Beautiful Country by Qian Julie Wang

Beautiful Country: A Memoir

Beautiful Country puts readers in the shoes of an undocumented child living in poverty in the richest country in the world.

I loved that description. It is perfect for this beautifully written memoir.

The Chinese word for America, Mei Guo, translates to “beautiful country”. And when seven-year-old Qian arrives in New York in 1994, coming with her mother to reunite with her father who has been here for 2 years already, she is almost paralyzed with fear.

In China her parents were Professors. In America, they are illegal and must work at menial labor jobs that barely pay the rent much less food or clothes. Her Ma Ma constantly reminds her to stay hidden.

Looked down on and shunned by the kids at school and the teachers, her only savior is the library. This is where she learns everything. Her treasures are found on the filthy streets, tossed out by other poor people. She is constantly afraid, hungry and dirty.

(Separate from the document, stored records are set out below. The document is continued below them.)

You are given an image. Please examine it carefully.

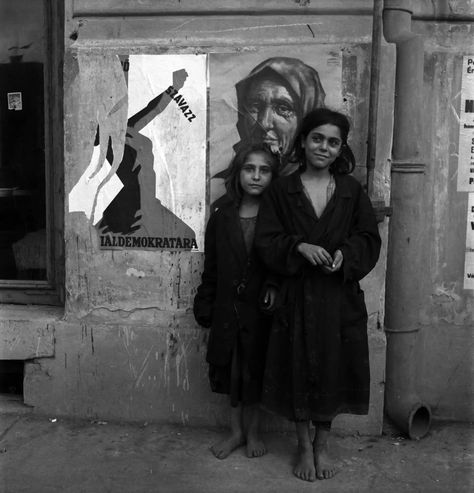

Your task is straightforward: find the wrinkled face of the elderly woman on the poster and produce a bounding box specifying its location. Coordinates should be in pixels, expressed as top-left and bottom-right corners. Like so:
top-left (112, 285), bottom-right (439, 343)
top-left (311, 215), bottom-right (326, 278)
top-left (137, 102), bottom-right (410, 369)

top-left (244, 77), bottom-right (298, 154)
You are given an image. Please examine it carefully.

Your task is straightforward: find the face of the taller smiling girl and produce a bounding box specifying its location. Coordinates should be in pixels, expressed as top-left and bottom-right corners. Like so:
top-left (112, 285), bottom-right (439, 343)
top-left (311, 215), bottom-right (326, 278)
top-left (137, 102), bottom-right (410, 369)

top-left (301, 123), bottom-right (342, 170)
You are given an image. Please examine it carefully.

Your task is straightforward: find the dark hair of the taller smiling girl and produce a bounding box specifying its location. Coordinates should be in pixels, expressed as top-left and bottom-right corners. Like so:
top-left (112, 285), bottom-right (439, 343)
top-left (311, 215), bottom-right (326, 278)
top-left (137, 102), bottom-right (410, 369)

top-left (295, 108), bottom-right (356, 175)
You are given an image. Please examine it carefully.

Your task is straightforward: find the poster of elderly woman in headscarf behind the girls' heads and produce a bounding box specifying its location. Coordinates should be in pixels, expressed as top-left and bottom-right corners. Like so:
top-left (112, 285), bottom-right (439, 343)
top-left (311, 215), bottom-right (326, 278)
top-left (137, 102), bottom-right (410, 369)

top-left (209, 45), bottom-right (343, 200)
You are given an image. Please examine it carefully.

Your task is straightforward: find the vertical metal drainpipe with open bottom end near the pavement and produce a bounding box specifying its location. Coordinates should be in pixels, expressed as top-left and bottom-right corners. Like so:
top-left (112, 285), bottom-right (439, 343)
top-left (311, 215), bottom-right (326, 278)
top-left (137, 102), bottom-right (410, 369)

top-left (383, 0), bottom-right (431, 439)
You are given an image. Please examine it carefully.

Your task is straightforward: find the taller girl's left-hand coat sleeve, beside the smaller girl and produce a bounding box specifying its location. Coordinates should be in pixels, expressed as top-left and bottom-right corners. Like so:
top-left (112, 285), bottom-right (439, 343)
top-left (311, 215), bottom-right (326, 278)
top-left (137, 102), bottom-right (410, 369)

top-left (255, 186), bottom-right (305, 276)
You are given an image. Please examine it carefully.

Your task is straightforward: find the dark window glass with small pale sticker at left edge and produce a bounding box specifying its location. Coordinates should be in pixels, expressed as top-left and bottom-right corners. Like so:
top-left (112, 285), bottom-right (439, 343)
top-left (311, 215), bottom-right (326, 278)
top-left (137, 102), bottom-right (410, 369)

top-left (0, 0), bottom-right (47, 280)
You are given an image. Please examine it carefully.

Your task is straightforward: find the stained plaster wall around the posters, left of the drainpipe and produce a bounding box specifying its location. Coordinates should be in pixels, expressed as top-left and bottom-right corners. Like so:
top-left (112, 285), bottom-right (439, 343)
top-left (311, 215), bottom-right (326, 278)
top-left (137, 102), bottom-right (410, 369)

top-left (4, 0), bottom-right (394, 434)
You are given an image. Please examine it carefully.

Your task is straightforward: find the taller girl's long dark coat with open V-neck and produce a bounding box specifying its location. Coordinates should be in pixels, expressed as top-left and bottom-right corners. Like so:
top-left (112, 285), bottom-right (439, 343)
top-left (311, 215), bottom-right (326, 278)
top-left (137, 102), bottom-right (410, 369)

top-left (255, 172), bottom-right (381, 421)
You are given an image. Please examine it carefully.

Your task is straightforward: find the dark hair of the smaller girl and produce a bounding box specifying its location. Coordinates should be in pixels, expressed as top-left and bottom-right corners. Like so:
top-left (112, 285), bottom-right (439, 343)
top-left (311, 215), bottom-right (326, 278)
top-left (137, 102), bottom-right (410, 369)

top-left (224, 144), bottom-right (280, 204)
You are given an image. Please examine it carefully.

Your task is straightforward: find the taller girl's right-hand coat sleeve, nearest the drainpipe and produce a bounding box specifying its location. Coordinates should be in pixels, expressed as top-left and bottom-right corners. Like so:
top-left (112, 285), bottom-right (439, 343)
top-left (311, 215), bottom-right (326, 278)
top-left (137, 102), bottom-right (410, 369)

top-left (339, 186), bottom-right (381, 281)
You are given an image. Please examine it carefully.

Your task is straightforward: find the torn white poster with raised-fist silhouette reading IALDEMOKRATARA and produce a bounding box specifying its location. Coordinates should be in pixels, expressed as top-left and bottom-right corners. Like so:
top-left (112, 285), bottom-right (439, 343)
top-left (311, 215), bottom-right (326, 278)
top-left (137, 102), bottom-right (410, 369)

top-left (69, 55), bottom-right (207, 251)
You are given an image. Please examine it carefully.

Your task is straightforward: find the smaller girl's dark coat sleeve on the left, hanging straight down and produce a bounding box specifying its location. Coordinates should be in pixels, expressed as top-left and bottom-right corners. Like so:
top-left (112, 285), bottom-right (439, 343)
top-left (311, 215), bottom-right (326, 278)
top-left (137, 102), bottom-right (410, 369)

top-left (193, 209), bottom-right (217, 328)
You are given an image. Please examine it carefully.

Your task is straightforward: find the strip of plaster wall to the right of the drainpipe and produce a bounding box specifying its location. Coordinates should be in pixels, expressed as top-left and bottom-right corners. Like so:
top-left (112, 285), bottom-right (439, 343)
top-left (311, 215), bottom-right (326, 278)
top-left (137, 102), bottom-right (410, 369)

top-left (413, 20), bottom-right (474, 420)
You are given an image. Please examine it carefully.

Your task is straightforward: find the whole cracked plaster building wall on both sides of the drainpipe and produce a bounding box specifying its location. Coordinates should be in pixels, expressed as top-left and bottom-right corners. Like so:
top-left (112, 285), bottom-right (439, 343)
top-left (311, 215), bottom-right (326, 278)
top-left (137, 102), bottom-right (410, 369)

top-left (0, 0), bottom-right (474, 433)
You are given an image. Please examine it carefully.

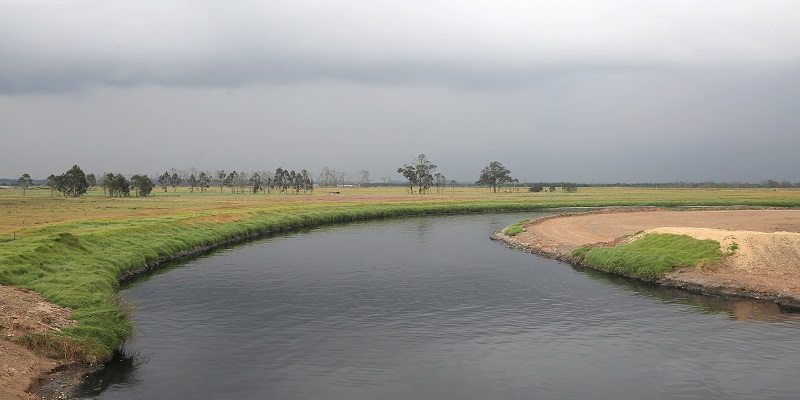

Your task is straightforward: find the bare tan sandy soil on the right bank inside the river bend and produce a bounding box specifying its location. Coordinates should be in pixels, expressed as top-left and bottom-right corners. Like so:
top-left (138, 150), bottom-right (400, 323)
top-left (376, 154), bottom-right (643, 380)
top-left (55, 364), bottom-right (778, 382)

top-left (504, 210), bottom-right (800, 307)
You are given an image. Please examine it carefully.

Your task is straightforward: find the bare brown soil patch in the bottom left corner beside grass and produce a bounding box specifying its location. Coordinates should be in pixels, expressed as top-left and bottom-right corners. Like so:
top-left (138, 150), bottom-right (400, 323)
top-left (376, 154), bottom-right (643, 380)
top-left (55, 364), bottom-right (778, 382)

top-left (0, 285), bottom-right (75, 400)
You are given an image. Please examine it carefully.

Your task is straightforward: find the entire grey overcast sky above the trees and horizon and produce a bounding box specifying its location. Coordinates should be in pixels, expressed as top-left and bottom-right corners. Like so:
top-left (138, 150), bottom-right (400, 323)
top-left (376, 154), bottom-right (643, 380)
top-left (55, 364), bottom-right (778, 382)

top-left (0, 0), bottom-right (800, 183)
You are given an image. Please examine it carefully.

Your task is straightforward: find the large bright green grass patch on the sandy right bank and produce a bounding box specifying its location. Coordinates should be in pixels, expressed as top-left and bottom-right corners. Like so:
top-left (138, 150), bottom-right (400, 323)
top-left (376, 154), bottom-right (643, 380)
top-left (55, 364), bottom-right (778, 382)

top-left (573, 234), bottom-right (723, 281)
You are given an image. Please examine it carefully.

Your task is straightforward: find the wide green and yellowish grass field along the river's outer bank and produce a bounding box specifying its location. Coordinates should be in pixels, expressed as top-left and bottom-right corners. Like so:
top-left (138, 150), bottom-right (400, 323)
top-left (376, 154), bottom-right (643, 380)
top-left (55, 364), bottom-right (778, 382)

top-left (0, 188), bottom-right (800, 361)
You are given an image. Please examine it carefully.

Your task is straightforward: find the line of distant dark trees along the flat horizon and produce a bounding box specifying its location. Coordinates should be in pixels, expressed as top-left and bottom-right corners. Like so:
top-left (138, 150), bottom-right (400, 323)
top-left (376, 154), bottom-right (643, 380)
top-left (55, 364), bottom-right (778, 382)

top-left (12, 159), bottom-right (800, 197)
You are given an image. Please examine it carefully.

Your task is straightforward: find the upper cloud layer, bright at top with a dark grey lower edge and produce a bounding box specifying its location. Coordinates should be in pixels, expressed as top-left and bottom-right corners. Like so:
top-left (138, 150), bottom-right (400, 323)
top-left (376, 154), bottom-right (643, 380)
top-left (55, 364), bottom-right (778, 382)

top-left (0, 1), bottom-right (800, 93)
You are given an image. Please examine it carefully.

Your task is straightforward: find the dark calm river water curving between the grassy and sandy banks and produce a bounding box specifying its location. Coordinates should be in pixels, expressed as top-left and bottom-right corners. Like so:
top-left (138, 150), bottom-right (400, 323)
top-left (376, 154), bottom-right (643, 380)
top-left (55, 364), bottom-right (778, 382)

top-left (76, 213), bottom-right (800, 399)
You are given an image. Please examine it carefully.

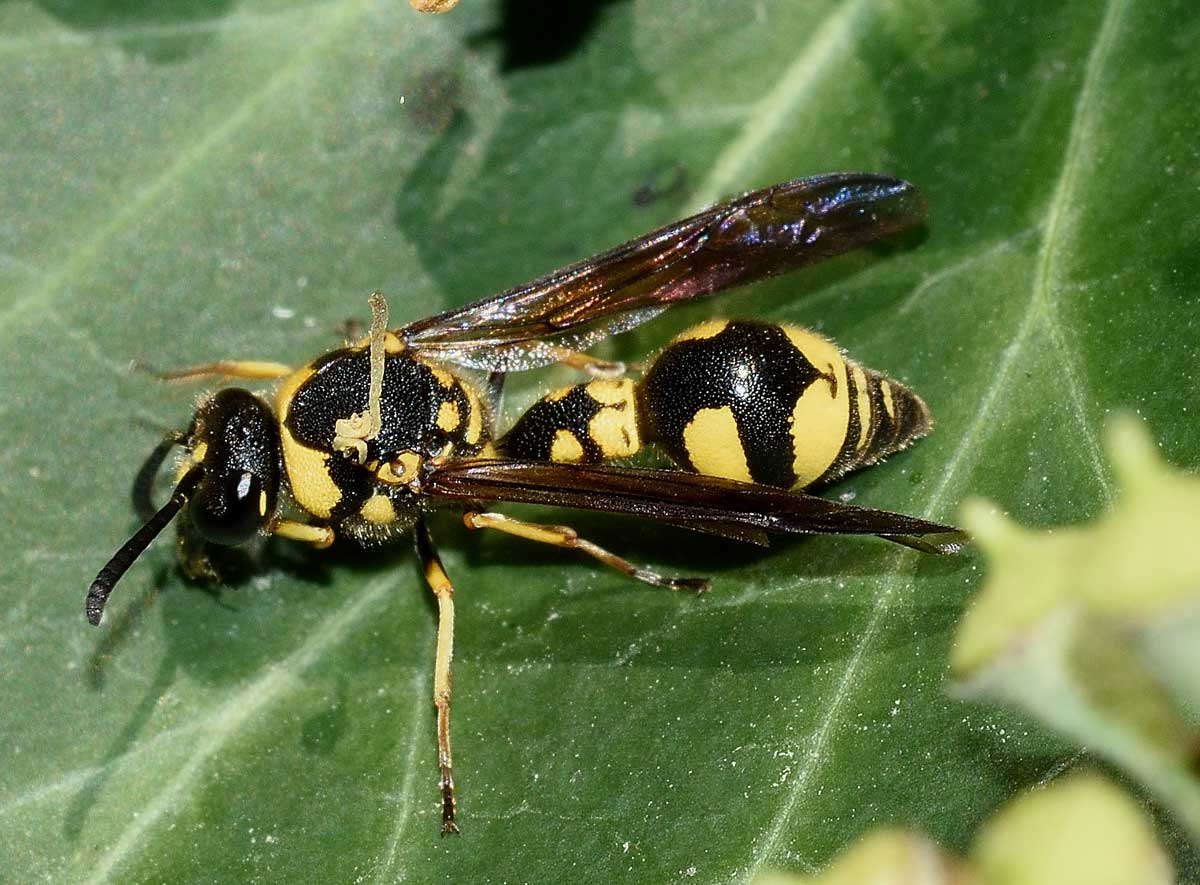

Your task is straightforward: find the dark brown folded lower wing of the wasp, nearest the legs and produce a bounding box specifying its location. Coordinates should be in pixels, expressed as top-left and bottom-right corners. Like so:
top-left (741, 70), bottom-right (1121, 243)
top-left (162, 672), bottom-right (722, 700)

top-left (421, 460), bottom-right (967, 553)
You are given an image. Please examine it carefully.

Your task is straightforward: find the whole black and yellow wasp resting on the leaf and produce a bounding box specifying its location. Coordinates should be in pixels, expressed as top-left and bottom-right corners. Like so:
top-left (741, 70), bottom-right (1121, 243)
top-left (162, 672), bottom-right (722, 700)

top-left (86, 174), bottom-right (964, 831)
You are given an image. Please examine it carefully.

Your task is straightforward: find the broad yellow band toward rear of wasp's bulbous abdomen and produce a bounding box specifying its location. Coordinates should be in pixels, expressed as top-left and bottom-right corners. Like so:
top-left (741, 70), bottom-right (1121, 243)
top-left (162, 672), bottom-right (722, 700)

top-left (780, 324), bottom-right (858, 489)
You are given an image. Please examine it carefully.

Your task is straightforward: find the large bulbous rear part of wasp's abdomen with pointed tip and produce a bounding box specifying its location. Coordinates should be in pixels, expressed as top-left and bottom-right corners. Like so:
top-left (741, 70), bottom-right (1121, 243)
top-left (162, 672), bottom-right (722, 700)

top-left (638, 319), bottom-right (930, 489)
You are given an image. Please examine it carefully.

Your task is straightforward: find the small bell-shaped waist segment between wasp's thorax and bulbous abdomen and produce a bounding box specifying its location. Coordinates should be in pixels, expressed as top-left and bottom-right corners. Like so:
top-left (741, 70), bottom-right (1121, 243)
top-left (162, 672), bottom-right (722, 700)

top-left (498, 378), bottom-right (642, 464)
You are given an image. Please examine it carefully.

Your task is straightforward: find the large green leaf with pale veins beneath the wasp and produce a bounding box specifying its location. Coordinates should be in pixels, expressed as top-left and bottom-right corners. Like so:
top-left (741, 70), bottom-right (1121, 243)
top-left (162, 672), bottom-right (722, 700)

top-left (0, 0), bottom-right (1200, 881)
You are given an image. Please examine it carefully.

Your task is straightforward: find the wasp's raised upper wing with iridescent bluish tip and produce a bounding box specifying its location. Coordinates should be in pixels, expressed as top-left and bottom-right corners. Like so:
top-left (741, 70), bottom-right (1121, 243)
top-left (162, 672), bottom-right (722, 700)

top-left (398, 173), bottom-right (925, 372)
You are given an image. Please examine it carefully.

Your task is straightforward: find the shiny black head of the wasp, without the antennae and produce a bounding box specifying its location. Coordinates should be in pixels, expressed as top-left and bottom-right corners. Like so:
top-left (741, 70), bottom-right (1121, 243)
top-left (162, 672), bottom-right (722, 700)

top-left (188, 387), bottom-right (280, 544)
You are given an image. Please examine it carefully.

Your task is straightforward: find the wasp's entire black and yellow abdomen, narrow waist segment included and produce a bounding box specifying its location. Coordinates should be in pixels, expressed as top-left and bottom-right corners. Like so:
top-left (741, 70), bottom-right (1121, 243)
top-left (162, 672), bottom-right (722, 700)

top-left (499, 319), bottom-right (931, 489)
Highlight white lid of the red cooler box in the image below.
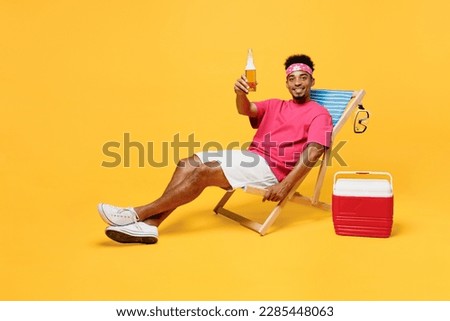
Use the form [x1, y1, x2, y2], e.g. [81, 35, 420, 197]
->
[333, 178, 392, 197]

Her parents are always fighting. Ma Ma is tired of sweatshops and wants to go home but Ba Ba is determined to stay. When her mother enrolls in school to get a degree, her father is even angrier. And when a health emergency arrives, they are sure they will be deported.

I was amazed at how the author told her childhood story. It was raw and gritty and not at all nice. But through it all you can just see this little girl was not giving an inch! She belonged here and she made her own opportunities.

It broke my heart hearing the way they were treated. Highly educated people being looked down on and judged because they wanted a life without fear of reprisals from a corrupt government and yet when they got to this land of opportunity, the opportunity is available to those born here. It made me uncomfortable and embarrassed and I think we all need to read this and take a hard look at how we treat immigrants.

I hope we hear more of her story. Very Well Done!